Ecoteclab forme les jeunes Togolais à entretenir leurs outils de travail : « Lorsqu’une machine est importée, elle marche un moment, puis est abandonnée à la première panne, car personne ne sait comment la réparer. Ici nous fabriquons nous-même nos machines avec leurs futurs utilisateurs. Il est sûr qu’elles seront entretenues avec soin pendant de longues années. »
Au Kenya, Joan est une pionnière de la boulangerie solaire low-tech. Son four « Lytefire 5 » se compose d’une cinquantaine de miroirs qui concentrent les rayons du soleil sur le four. Il a été conçu sur place par Social Fire, une entreprise sociale finlandaise. Lancée en mars 2022, la petite société de Joan ne connaît pas la crise. Elle démontre que la low-tech peut être un vecteur de création d’emplois locaux et durables.
En Afrique du Sud, près de Durban, la communauté eKhenana est un modèle d’autonomie démocratique, populaire et écologique. C’est en 2018 qu’un groupe a décidé d’occuper des terrains municipaux abandonnés pour y tester de nouveaux modes de vie. Alors que l’Afrique du Sud subit des coupures intermittentes d’électricité, la communauté a un accès fiable à l’énergie solaire, ce qui permet de faire bouillir de l’eau, de charger les téléphones et d’avoir un éclairage. Grâce à leur potager et à leurs coopératives agricoles, qui visent à assurer leur souveraineté alimentaire, les habitants se nourrissent de produits frais locaux, bon marché et nutritifs.

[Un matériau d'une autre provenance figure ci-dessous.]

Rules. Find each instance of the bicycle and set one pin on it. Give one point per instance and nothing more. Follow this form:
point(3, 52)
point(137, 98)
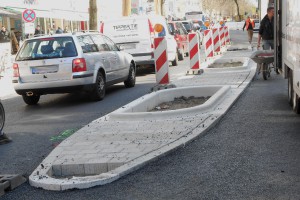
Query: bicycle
point(264, 58)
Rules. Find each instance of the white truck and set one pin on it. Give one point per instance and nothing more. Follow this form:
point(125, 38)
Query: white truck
point(287, 41)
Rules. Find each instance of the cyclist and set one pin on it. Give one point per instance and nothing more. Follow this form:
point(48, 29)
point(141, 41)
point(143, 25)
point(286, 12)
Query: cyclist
point(266, 30)
point(3, 137)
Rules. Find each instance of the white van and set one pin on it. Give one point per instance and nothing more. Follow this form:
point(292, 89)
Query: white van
point(136, 35)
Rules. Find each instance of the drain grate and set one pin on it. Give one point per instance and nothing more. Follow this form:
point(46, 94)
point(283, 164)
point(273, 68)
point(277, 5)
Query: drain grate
point(238, 49)
point(9, 182)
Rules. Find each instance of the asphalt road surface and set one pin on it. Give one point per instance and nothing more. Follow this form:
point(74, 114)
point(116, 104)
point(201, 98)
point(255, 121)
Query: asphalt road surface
point(252, 153)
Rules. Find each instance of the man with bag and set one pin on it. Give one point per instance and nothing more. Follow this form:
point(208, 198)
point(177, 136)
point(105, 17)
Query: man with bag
point(249, 25)
point(266, 30)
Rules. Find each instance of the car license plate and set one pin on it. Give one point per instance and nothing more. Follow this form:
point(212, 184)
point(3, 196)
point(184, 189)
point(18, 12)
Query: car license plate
point(129, 46)
point(44, 69)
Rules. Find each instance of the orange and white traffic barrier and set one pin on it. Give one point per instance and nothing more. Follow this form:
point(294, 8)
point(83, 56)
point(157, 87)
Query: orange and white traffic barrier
point(227, 36)
point(208, 43)
point(222, 35)
point(194, 51)
point(161, 61)
point(216, 40)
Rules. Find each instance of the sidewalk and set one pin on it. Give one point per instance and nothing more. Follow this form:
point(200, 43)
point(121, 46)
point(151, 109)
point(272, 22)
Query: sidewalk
point(113, 146)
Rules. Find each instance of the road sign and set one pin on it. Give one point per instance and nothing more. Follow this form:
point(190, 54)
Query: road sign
point(29, 15)
point(29, 28)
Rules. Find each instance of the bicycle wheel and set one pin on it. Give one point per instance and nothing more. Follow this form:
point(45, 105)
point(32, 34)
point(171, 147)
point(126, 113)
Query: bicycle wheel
point(265, 69)
point(2, 116)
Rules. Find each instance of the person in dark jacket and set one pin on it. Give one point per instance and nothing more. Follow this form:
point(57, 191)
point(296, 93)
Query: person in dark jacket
point(249, 25)
point(4, 35)
point(266, 30)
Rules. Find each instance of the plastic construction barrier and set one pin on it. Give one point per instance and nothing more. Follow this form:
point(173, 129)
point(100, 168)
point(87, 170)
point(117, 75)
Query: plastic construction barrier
point(161, 61)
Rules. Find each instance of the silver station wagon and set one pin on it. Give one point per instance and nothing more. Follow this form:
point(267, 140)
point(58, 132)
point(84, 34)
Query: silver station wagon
point(66, 63)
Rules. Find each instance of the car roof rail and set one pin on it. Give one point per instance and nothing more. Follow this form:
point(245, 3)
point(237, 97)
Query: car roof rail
point(85, 31)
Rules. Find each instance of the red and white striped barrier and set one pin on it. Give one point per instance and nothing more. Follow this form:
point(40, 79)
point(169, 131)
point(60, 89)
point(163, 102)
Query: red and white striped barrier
point(227, 36)
point(194, 51)
point(208, 43)
point(161, 61)
point(222, 36)
point(216, 40)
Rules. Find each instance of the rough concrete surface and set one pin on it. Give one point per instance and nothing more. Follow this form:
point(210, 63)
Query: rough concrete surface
point(107, 148)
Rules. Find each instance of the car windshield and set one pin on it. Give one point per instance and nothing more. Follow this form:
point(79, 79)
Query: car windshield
point(47, 48)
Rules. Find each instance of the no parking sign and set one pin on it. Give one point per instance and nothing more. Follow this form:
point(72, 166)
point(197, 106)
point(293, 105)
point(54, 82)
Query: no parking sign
point(29, 15)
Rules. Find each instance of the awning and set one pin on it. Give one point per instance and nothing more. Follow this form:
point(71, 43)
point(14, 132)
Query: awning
point(69, 15)
point(6, 13)
point(39, 13)
point(55, 14)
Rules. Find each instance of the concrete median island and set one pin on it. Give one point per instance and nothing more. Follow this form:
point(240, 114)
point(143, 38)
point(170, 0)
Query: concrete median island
point(130, 137)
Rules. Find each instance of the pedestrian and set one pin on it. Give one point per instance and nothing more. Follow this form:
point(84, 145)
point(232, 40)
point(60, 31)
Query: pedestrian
point(4, 35)
point(266, 30)
point(249, 25)
point(3, 137)
point(50, 30)
point(59, 30)
point(38, 31)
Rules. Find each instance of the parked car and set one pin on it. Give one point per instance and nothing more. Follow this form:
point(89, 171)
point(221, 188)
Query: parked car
point(66, 63)
point(181, 36)
point(257, 25)
point(136, 34)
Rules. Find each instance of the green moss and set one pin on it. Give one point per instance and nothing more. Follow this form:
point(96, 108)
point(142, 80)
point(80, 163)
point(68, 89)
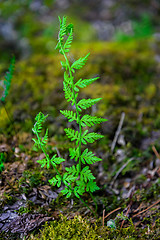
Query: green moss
point(80, 228)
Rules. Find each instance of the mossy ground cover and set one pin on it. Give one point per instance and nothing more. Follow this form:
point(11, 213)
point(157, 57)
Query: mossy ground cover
point(128, 176)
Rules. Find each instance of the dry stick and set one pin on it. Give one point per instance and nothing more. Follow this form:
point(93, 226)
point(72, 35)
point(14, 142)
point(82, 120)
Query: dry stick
point(118, 131)
point(109, 213)
point(120, 170)
point(126, 213)
point(155, 151)
point(146, 209)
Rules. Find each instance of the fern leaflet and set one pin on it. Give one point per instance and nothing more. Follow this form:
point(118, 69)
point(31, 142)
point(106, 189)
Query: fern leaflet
point(89, 121)
point(89, 157)
point(85, 82)
point(79, 63)
point(86, 103)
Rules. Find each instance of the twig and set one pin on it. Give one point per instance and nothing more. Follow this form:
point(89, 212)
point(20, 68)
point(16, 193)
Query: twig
point(120, 170)
point(126, 213)
point(146, 209)
point(118, 131)
point(109, 214)
point(155, 151)
point(103, 216)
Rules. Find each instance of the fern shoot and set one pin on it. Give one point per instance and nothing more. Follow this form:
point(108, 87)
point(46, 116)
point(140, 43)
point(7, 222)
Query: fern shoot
point(78, 178)
point(6, 83)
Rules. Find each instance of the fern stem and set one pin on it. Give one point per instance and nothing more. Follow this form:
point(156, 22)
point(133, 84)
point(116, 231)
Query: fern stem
point(93, 200)
point(78, 115)
point(47, 157)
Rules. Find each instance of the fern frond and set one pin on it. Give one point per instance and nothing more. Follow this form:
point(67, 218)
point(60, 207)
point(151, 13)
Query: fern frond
point(55, 181)
point(67, 191)
point(89, 121)
point(74, 153)
point(90, 137)
point(67, 79)
point(56, 160)
point(45, 138)
point(82, 83)
point(86, 103)
point(91, 186)
point(68, 42)
point(7, 79)
point(89, 157)
point(63, 27)
point(86, 174)
point(80, 188)
point(72, 134)
point(67, 92)
point(78, 64)
point(40, 118)
point(70, 115)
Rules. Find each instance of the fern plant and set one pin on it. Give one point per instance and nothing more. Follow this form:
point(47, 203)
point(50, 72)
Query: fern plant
point(78, 178)
point(6, 83)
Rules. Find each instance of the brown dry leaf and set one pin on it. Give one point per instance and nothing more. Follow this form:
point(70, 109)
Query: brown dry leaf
point(26, 223)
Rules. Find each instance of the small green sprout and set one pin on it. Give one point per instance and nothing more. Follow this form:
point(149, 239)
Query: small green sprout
point(78, 178)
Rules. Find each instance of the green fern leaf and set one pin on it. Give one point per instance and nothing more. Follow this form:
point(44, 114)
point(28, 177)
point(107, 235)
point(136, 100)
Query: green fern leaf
point(86, 174)
point(66, 191)
point(72, 134)
point(80, 189)
point(68, 79)
point(70, 115)
point(90, 137)
point(86, 103)
point(67, 92)
point(56, 160)
point(91, 186)
point(89, 157)
point(63, 27)
point(74, 153)
point(55, 181)
point(44, 139)
point(40, 119)
point(69, 178)
point(79, 63)
point(89, 121)
point(7, 80)
point(42, 162)
point(82, 83)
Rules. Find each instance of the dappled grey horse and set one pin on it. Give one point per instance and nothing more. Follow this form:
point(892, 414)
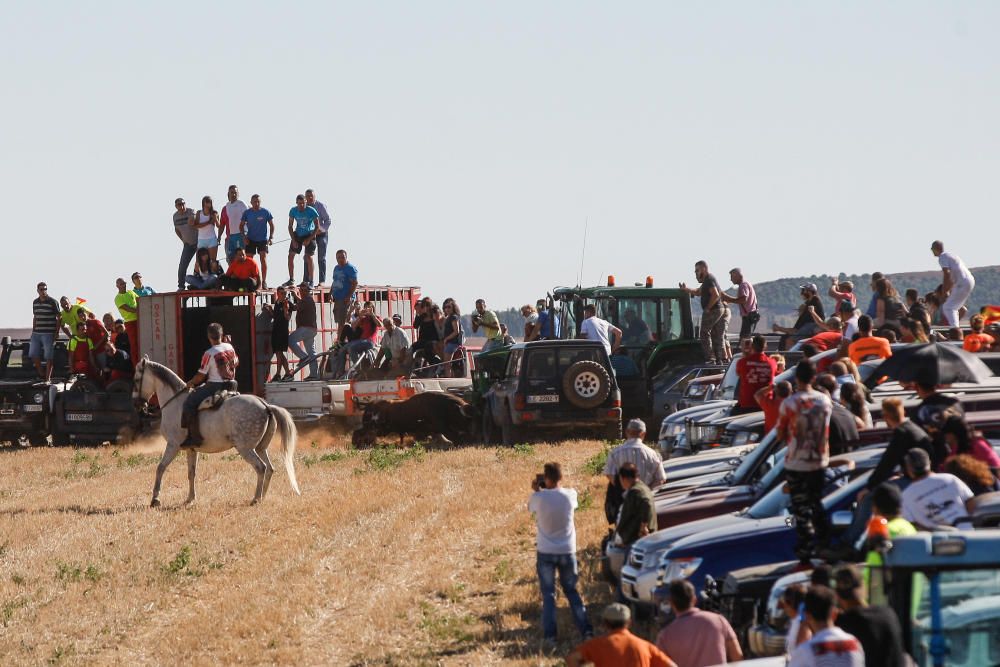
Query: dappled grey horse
point(245, 422)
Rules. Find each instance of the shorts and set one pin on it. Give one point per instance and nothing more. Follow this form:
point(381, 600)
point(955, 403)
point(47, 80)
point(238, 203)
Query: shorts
point(41, 343)
point(234, 243)
point(296, 246)
point(254, 247)
point(340, 311)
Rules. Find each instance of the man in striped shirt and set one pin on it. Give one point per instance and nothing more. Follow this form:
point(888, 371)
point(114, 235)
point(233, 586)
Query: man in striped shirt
point(44, 328)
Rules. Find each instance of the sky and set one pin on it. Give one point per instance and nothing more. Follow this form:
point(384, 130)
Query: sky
point(466, 146)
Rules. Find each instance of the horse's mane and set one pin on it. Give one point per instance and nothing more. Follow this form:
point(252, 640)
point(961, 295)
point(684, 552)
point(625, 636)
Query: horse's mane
point(165, 375)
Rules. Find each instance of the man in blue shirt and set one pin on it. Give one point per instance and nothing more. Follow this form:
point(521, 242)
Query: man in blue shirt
point(302, 228)
point(343, 283)
point(257, 227)
point(323, 235)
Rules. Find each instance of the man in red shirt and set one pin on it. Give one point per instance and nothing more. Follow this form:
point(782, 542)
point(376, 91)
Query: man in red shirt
point(770, 399)
point(242, 274)
point(755, 370)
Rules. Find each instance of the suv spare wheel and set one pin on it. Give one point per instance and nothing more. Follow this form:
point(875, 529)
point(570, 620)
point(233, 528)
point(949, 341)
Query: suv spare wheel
point(586, 384)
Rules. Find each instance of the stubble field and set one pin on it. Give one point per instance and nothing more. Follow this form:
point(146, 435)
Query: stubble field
point(391, 556)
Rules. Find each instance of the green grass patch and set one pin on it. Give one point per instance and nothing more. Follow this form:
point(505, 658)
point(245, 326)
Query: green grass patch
point(595, 464)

En République dominicaine, des femmes luttent pour l’agro-écologie et pour la préservation de leur environnement. Cette île des Caraïbes souffre de plus en plus des effets des changements climatiques : les cyclones sont plus violents et plus fréquents, le rythme des pluies est de plus en plus perturbé. À cela s’ajoutent les pratiques de l’agrobusiness, notamment les grandes exploitations de canne à sucre et les mines d’or qui menacent les forêts et polluent les sols et les rivières. Mais les organisations paysannes ne s’avouent pas vaincues. Des coopératives comme la CONAMUCA encouragent les femmes à se former à l’agroécologie et à la gestion. L’organisation veut aussi sauver des pratiques ancestrales comme le « conuco » (pratique agricole communautaire ou familiale basée sur la polyculture destinée à l’autoconsommation ou à l’échange) ou les « parcelas » (portions de terrain consacrées à la production collective de produits biologiques). Petit à petit, dans ce pays très machiste, les femmes ont réussi à imposer à leurs maris le fait qu’elles puissent développer des projets et participer à la prise de décision. La société civile s’est mobilisée contre un projet du Parlement qui voulait imposer l’utilisation de semences industrielles et transgéniques.
Conclusion
Tous ces exemples montrent à quel point il est important de favoriser les dialogues, les échanges de bonnes pratiques entre pays du Sud global et le reste du monde. Car les dérèglements climatiques se fichent des frontières. Ensemble, l’humanité sera plus forte pour trouver plus de solutions adaptables aux différents contextes locaux. Bien entendu, il existe déjà nombre de projets de coopération au développement mais ils se limitent souvent à de l’aide venant des pays riches vers les pays pauvres.
Or, à travers les exemples cités, nous pouvons comprendre que les idées devraient également circuler dans le sens inverse, de la part des pays qui ont déjà une grande expérience en matière d’adaptation et de résilience vers ceux qui en ont beaucoup moins.